Der Übergang - Rites of Passage  (Universum Film)

Der Übergang – Rites of Passage (Universum Film)

Manchmal ist es erstaunlich, wenn man die Karriere so mancher Schauspieler betrachtet. Stephen Dorff zum Beispiel bewies sein Talent in Filmen wie „Backbeat“ (als der „fünfte“ Beatle Stuart Sutcliff) oder als diabolischer Deacon Frost in der ersten „Blade“-Verfilmung. Mittlerweile findet man ihn öfter in Filmen der B-Kategorie wie „Felon“ oder „FearDotCom“, und ab und an in höher budgetierten Beiträgen a’la „Public Enemies“ und „Krieg der Götter“.
Selbiges kann man bei Christian Slater beobachten, der mit „Name der Rose“, „Interview mit einem Vampir“ oder „True Romance“ brillierte, sich dann aber Drogen und Alkohol widmete und dadurch seine Karriere etwas aus den Augen verlor. Nichts desto Trotz sind beide sehr gute Schauspieler, die zu selten die richtigen Filme angeboten bekommen und hier nach der Spieleverfilmung „Alone In The Dark“ erneut gemeinsam vor der Kamera stehen.

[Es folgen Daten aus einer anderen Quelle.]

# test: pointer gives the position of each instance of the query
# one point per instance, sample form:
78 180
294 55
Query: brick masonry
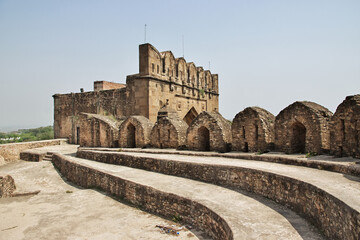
7 186
10 152
169 130
135 132
345 128
253 130
209 132
333 217
144 197
303 127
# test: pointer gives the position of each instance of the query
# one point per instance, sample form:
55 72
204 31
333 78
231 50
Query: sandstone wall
345 128
7 186
209 132
333 217
135 132
96 130
105 85
67 108
146 198
253 130
10 152
168 132
303 127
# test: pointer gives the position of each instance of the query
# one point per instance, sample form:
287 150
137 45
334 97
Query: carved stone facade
345 128
162 80
209 132
253 130
303 127
135 132
169 130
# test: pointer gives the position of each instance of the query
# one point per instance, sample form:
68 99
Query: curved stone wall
96 130
168 133
345 128
147 198
303 127
209 131
135 132
335 218
253 130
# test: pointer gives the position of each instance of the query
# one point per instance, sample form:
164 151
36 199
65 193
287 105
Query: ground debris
170 229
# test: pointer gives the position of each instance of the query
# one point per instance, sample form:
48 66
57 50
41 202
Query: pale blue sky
267 53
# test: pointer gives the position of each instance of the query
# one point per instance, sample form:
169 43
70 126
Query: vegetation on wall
27 135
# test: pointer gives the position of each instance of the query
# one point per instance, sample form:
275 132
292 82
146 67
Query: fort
171 103
159 144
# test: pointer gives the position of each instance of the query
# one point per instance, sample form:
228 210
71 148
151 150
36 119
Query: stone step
248 218
328 199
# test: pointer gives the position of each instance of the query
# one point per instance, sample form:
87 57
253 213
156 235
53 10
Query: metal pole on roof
145 35
183 48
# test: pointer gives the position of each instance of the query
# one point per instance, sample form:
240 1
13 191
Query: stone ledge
145 197
332 216
11 151
350 169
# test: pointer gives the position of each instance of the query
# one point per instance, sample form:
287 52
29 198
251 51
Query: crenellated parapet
164 66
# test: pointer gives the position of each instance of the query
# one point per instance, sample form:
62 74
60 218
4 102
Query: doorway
204 139
131 141
298 140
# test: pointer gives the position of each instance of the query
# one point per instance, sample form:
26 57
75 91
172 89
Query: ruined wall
209 132
94 130
67 107
332 216
169 130
135 132
11 151
105 85
253 130
161 80
303 127
345 128
176 83
150 199
7 186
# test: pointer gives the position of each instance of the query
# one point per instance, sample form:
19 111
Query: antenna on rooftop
145 35
183 48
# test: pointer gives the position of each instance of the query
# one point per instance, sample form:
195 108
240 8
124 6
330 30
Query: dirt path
62 211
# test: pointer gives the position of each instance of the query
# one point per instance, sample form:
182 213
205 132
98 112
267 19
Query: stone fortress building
174 104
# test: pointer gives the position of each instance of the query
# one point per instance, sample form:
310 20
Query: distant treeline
27 135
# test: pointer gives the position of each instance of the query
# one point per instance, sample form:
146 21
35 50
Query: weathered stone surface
96 130
336 219
209 132
253 130
135 132
148 198
10 152
7 186
169 130
345 128
303 127
162 80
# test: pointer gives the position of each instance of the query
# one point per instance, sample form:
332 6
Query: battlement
164 66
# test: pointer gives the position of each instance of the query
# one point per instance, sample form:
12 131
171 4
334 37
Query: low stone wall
32 156
7 186
10 152
336 219
145 197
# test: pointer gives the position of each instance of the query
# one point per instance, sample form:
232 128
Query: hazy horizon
267 53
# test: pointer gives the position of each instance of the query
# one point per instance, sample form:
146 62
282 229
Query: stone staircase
247 216
48 156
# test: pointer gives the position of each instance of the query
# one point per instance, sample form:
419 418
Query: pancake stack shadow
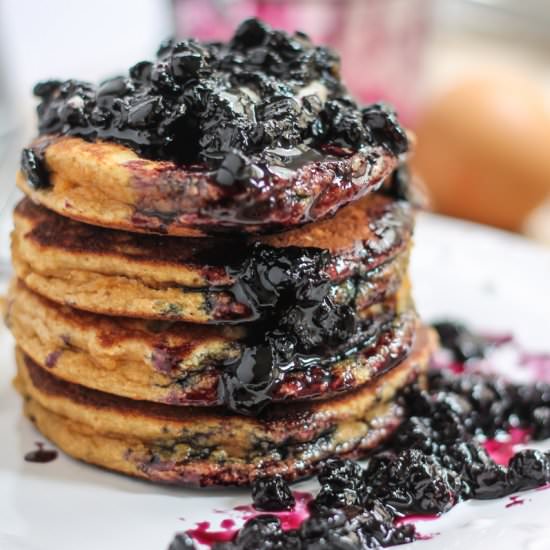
193 325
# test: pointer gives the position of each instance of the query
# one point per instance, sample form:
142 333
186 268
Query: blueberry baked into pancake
212 265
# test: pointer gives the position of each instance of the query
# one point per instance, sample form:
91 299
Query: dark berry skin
34 168
288 289
272 494
460 341
528 469
182 541
434 460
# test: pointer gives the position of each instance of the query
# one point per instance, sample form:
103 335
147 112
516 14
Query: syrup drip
41 455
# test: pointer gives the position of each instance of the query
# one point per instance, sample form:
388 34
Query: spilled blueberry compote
263 98
444 453
40 454
272 494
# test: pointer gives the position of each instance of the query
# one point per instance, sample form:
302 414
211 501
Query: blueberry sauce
289 289
514 500
264 97
272 494
41 455
439 456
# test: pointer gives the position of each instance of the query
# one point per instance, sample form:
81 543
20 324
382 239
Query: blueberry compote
264 97
434 460
289 291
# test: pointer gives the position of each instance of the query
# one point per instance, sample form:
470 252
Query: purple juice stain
41 455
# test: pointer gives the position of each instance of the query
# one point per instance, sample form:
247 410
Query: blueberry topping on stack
227 106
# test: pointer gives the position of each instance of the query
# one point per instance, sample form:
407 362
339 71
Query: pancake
189 446
178 363
108 184
124 274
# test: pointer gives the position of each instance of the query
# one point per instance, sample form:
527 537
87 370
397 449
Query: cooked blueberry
185 64
460 341
143 113
46 88
230 169
272 494
114 87
541 422
34 168
182 541
250 33
141 71
528 469
241 96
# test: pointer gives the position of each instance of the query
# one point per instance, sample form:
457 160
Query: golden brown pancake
125 274
107 184
179 363
190 446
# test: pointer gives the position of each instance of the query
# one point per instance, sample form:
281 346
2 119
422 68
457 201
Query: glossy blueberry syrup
503 448
514 500
459 441
40 454
205 534
263 98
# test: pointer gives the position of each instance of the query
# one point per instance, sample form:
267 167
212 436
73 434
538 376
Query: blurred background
470 77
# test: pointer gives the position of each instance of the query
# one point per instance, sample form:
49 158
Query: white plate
492 280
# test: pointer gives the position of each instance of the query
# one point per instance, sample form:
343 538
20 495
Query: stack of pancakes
171 330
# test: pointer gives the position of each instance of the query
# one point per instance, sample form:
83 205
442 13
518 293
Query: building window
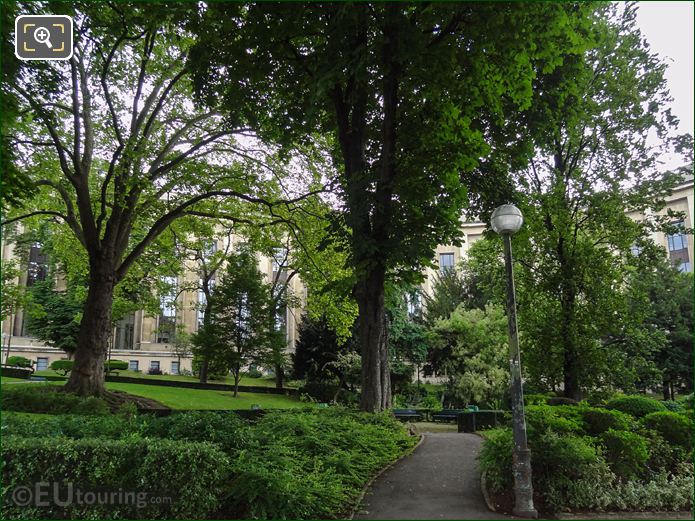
678 248
37 269
446 262
166 330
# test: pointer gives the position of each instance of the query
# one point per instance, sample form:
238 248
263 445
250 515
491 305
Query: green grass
179 398
182 398
257 382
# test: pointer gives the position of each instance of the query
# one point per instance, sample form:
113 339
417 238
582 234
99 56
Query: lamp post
507 220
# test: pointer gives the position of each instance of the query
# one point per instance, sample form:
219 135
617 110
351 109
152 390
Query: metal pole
521 462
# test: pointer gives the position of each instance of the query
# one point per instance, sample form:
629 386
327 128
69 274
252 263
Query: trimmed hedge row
48 398
127 479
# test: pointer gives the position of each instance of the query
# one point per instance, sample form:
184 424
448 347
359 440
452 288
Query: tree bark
376 378
87 376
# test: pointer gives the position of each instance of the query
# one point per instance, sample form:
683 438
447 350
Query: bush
49 399
535 399
192 475
309 464
541 418
19 361
253 373
115 365
673 427
626 453
62 366
673 406
598 421
636 406
561 400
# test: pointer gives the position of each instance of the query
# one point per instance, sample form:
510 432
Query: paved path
440 480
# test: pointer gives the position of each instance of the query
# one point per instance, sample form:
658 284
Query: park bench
407 414
447 415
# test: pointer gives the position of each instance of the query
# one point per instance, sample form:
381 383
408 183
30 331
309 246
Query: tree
238 332
54 316
119 153
478 360
588 125
412 96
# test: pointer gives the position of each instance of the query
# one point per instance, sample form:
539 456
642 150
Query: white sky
668 27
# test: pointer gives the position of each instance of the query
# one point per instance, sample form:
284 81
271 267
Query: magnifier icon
43 35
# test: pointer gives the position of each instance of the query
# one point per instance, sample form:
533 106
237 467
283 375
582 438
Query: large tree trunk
376 378
87 376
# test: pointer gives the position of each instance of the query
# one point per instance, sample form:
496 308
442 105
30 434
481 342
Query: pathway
440 480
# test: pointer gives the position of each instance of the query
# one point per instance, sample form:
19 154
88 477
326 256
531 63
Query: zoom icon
43 37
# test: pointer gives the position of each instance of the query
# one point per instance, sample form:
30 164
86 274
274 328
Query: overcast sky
668 27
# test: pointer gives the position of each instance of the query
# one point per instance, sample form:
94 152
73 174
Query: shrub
253 373
673 427
62 366
598 421
636 406
541 418
673 406
191 474
561 400
19 361
535 399
49 399
115 365
225 429
626 452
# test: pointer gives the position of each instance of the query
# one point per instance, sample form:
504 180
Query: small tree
478 363
238 330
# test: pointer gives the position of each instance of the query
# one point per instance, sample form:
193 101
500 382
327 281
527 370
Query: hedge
637 406
49 399
164 478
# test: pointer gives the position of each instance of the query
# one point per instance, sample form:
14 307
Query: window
678 248
37 269
166 329
446 262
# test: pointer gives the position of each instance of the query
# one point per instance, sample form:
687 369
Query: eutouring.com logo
54 494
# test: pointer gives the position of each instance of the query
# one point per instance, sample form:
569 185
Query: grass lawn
179 398
182 398
258 382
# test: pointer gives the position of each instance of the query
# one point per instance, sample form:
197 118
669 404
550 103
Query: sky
668 27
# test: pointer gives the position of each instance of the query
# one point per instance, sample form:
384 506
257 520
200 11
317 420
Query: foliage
19 361
312 464
626 453
543 418
673 427
636 406
410 111
49 399
191 474
117 153
242 310
478 363
598 421
62 366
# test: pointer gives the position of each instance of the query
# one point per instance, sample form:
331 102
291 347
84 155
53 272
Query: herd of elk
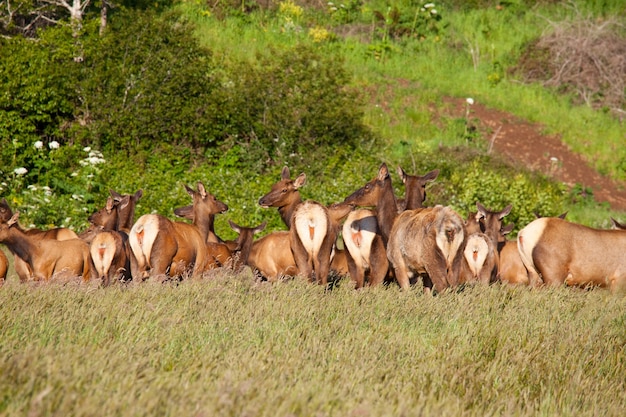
384 239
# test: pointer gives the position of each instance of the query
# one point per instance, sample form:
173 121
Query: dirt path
523 143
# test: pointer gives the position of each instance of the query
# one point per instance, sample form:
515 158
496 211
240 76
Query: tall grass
230 346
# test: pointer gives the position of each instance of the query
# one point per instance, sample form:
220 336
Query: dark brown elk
429 241
4 267
556 251
415 186
366 254
242 245
163 248
60 233
46 258
511 269
284 195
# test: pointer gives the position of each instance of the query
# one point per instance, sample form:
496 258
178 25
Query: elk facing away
556 251
427 241
165 248
46 258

Der Übergang – Rites of Passage ist der Debütfilm von Regisseur W. Peter Illiff, der als Drehbuchautor von Filmen wie „Mörderisches Spiel“, „Gefährliche Brandung“ oder „Die Stunde des Patrioten“ bekannt wurde.
Die Geschichte handelt von dem Studenten Nathan (Ryan Donowho), der seine Freunde und Professor Nash (Stephen Dorff) mit dem Versprechen einer großen Party auf das verlassene Anwesen seiner Familie lockt. Doch in Wirklichkeit möchte er dort ein geheimnisvolles Ritual zelebrieren, da das Anwesen auf einem alten Indianerfriedhof gebaut wurde. Dort angekommen trifft man jedoch auf zwei sonderbare Gestalten: der drogenbenebelte Benny (Wes Bentley, American Beauty) und der aggressive und rachsüchtige Delgardo (Christian Slater). Beide reagieren nicht unbedingt freundlich auf die feierwütigen Studenten und versuchen ihnen da leben zur Hölle zu machen.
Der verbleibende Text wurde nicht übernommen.